Data Prep, Data Blending, and Data Integration with Tableau and Alteryx

In my day-to-day role as a data consultant, I have never run across a situation where a single data source answered every question. Many times I work with clients that have two, three or even a dozen different sources of data. It might be various on-premise databases with some cloud data sources and an extraneous Excel document or two. Sometimes there are directories full of PDFs or text files. Occasionally, there’s a JSON or XML feed with valuable data that needs to be captured.

So how do you bring this data together for analysis? How do you compare values across different sources?
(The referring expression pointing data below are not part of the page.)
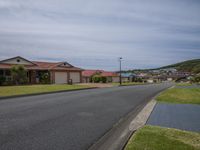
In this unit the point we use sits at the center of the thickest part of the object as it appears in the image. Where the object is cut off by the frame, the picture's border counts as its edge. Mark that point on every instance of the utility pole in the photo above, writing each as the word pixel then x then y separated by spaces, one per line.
pixel 120 70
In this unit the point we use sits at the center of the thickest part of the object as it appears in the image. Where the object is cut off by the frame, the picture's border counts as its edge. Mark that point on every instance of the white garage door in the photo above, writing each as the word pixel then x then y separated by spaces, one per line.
pixel 60 77
pixel 75 76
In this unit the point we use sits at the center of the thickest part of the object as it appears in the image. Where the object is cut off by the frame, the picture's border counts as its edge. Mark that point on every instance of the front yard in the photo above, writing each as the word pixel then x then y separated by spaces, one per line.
pixel 128 83
pixel 32 89
pixel 158 138
pixel 180 95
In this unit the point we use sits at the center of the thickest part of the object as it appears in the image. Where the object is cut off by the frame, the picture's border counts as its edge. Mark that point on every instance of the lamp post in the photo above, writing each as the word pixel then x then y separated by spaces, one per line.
pixel 120 70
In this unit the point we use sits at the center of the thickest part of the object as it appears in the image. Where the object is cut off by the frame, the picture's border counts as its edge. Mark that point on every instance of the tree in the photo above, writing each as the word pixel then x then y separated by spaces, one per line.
pixel 2 80
pixel 19 74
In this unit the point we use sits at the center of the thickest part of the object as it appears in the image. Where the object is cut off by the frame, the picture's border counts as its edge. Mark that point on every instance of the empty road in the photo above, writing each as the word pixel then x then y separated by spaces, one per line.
pixel 70 120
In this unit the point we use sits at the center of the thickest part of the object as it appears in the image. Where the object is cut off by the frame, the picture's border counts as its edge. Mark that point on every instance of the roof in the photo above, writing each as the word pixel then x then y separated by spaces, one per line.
pixel 109 74
pixel 38 65
pixel 89 73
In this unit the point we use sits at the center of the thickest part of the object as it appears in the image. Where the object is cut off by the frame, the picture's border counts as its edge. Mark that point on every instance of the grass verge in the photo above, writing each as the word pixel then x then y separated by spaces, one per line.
pixel 128 83
pixel 183 84
pixel 157 138
pixel 32 89
pixel 180 95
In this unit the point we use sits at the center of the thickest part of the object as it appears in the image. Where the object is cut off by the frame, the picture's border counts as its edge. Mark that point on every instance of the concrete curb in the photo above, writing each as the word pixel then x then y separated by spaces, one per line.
pixel 119 135
pixel 35 94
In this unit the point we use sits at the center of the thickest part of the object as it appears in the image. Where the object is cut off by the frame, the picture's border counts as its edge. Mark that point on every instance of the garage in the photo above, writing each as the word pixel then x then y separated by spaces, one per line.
pixel 60 77
pixel 75 77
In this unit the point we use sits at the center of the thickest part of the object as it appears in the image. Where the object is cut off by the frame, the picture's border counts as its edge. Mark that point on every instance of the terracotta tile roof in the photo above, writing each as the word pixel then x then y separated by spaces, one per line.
pixel 109 74
pixel 89 73
pixel 43 66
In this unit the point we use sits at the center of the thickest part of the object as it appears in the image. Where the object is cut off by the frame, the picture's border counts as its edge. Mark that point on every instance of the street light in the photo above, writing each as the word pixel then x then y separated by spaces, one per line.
pixel 120 70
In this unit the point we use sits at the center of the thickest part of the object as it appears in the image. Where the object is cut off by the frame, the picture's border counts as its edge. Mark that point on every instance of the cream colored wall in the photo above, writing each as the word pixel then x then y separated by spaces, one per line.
pixel 115 79
pixel 75 76
pixel 60 77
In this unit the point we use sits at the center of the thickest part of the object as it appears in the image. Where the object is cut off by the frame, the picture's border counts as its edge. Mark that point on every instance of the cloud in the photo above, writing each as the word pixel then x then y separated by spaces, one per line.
pixel 93 34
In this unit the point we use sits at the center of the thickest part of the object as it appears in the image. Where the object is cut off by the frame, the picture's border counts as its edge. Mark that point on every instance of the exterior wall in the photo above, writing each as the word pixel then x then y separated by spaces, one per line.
pixel 125 79
pixel 32 75
pixel 85 79
pixel 75 77
pixel 115 79
pixel 14 61
pixel 60 77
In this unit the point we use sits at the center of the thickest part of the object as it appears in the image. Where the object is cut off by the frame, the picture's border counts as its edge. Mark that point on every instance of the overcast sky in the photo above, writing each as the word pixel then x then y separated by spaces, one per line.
pixel 94 33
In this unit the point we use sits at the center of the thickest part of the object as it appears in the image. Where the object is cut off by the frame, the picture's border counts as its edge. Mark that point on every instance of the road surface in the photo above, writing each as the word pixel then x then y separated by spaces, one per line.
pixel 70 120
I love Tableau and use it on a daily basis to answer data questions and tell data stories. I also have been growing in my knowledge and appreciation for the capabilities of Alteryx. Both tools allow you to combine data from various sources into meaningful structures for deeper analysis. In fact, I’ve recently enjoyed some interaction with the data community around different approaches to shaping data in each tool.

Both Tableau and Alteryx are unique in their approach to data prep, blending and integration. Understanding these differences allows you to leverage the power of each tool.

Tableau Data Tips

Tableau continues to innovate in data preparation, blending and integration. Each new release introduces new features that make life easier for a data analyst. Tableau has three primary ways of bringing disparate data sources together for analysis:

1. Different data sources visualized in a single dashboard.
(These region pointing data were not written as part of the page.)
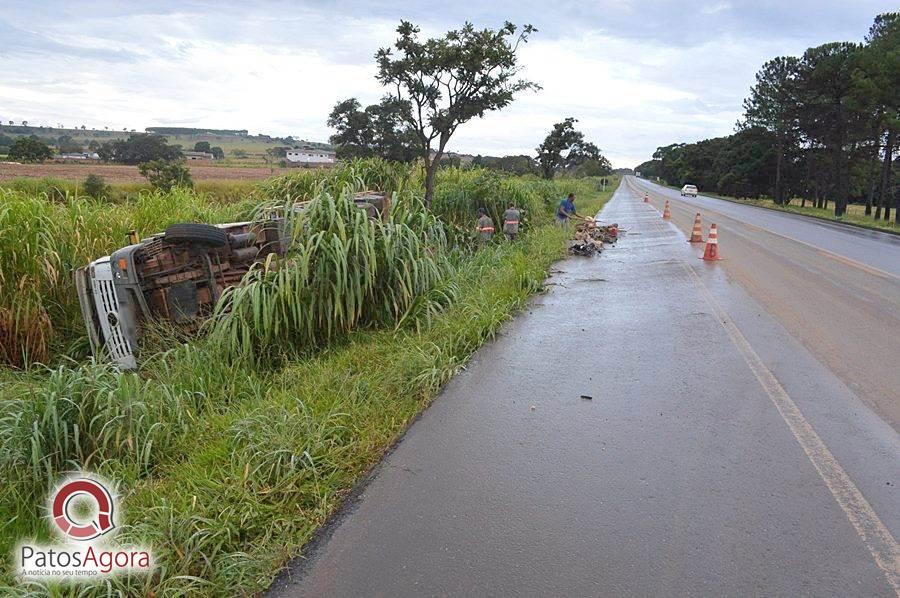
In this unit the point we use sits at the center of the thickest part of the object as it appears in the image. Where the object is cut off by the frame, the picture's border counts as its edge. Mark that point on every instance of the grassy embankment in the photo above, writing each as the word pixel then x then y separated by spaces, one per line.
pixel 227 465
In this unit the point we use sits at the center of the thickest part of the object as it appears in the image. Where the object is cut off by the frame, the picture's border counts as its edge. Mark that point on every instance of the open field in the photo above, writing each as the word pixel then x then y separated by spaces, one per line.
pixel 118 173
pixel 252 144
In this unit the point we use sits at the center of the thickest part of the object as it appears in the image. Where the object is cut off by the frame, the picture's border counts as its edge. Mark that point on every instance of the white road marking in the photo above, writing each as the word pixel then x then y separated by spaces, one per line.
pixel 875 535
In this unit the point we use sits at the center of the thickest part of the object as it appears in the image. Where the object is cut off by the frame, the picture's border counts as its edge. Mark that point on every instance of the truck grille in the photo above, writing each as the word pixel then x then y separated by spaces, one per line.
pixel 116 344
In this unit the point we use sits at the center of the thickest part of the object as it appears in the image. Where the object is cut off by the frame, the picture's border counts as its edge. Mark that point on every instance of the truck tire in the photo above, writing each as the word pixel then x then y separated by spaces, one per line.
pixel 201 234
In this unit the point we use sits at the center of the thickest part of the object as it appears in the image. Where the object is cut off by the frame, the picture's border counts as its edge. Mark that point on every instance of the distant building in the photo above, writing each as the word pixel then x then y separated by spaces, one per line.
pixel 309 156
pixel 79 156
pixel 198 156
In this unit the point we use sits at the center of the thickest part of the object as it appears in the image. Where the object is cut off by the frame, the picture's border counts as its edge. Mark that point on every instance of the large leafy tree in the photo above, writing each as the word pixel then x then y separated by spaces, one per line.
pixel 354 135
pixel 772 105
pixel 380 129
pixel 449 80
pixel 565 149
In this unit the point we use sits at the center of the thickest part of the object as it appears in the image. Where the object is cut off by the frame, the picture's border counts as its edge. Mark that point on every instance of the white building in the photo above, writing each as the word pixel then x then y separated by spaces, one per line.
pixel 309 156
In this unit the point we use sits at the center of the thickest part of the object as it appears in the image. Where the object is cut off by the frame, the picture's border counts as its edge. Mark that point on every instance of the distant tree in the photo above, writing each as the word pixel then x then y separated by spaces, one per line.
pixel 95 186
pixel 29 149
pixel 165 175
pixel 878 83
pixel 565 149
pixel 826 81
pixel 139 147
pixel 519 165
pixel 67 145
pixel 380 130
pixel 772 105
pixel 354 135
pixel 450 80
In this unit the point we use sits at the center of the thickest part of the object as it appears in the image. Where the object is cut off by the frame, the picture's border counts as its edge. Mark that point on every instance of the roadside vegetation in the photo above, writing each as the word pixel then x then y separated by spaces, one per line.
pixel 818 130
pixel 232 449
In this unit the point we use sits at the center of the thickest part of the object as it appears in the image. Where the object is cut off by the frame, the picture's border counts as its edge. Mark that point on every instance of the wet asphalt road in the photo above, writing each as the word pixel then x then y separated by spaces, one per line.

A Tableau workbook can have as many connections to as many different data sources as you’d like and you can use all of them to create individual visualizations that can be combined seamlessly on a dashboard. Action filters and cross-database filters allow you to create seamless interactivity for the end user.

The users will be happy to see financial data from your general ledger system and customer data from your CRM in a single dashboard, your boss will be impressed with how fast you built it, and you’ll smile to yourself as you think about how easy it was to create each connection and bring it all together with a few clicks.

2. Different data sources blended together.

In Tableau, “data blending” is a technical term used to describe using two separate data sources in a single visualization. Unlike joining, which is done row-by-row, data blending is performed at an aggregate level. This innovative approach was introduced way back in Tableau 6 and has been improved since.

Data blending in Tableau gives you the power to do amazing visual analytics with disparate data and offers unique benefits:

  • Use data from two or more massive data sets without having to join them at a row-by-row level. This can be very useful in an enterprise data warehouse where you have large fact tables. Instead of joining them together, use Tableau to blend the data at an aggregate level. This can improve performance and give you quite a bit of flexibility with a data model.
  • Control the level of aggregation. Does one of your data sets contain a record for every customer for every day and another contain monthly goals? If you joined those two sets you might end up with a lot of duplication of monthly values, but when you use data blending, your monthly values come through perfectly.
  • Unleash your creativity. Since data blending happens at the same time as data visualization, it’s less of a data preparation step and more of a “real-time” experience with the data. You can get very creative and do things like change the level of aggregation on the fly via parameter or blend between different time periods for period-over-period comparisons.

3. Different data sources joined together.

Tableau allows you to join tables from various data sources together to create a single data source that will meet your analytical needs. Do you have customer data stored in a couple of SQL Server and Oracle databases? Do you have supplemental data in Excel and a Google Sheets document that the team updates every day?

No problem! Tableau will let you bring together all of these and more. And with various other data prep tools such as pivot, merge and join calculations, you have tremendous power to shape the data in just the right way for your analysis.

Also, be on the lookout for a new product from Tableau — code-named “Maestro” —which was demoed at Tableau Conference 2016. It takes the concepts that are already built into Tableau Desktop to a whole new level to make data preparation and shaping even easier and more robust.

Alteryx Data Tips

Alteryx offers a slightly different paradigm for bringing various data sources together for analysis. In Alteryx, you build a flow, usually starting with one or more Input Data tools to bring in data from a source such as a text file or database and then, using various other tools like joins, formulas, unions, and filters, you can shape the data with a lot of flexibility.

The flexibility of building your own flow allows you to work with complex data sets, thereby having a lot of control over the logic and order of operations. You can generate rows to pad the data with missing dates or other values, you can split the flow to perform logic on a certain subset of data and then you can recombine it into a single output.

Alteryx also allows you to do quite a bit of analysis within the flow and, ultimately, output it for further analysis or visualization in a tool like Tableau. The possibilities for shaping, prepping and integrating various sources of data are almost endless!

Should You Use Tableau or Alteryx

My answer: yes!

But beyond a simplistic answer, you’ll have to understand the paradigm of each platform and understand how each can address your specific data needs. Alteryx gives you a lot of flexibility to blend data from various sources, shape it as needed, perform complex logical operations and perform all kinds of analytics at any step in the flow. Tableau shines when it comes to visual analytics, allowing you to instantly see the answers to your questions and stay in a flow of having a conversation with the data, even when it comes from many different sources. If you want the best of both worlds, use both!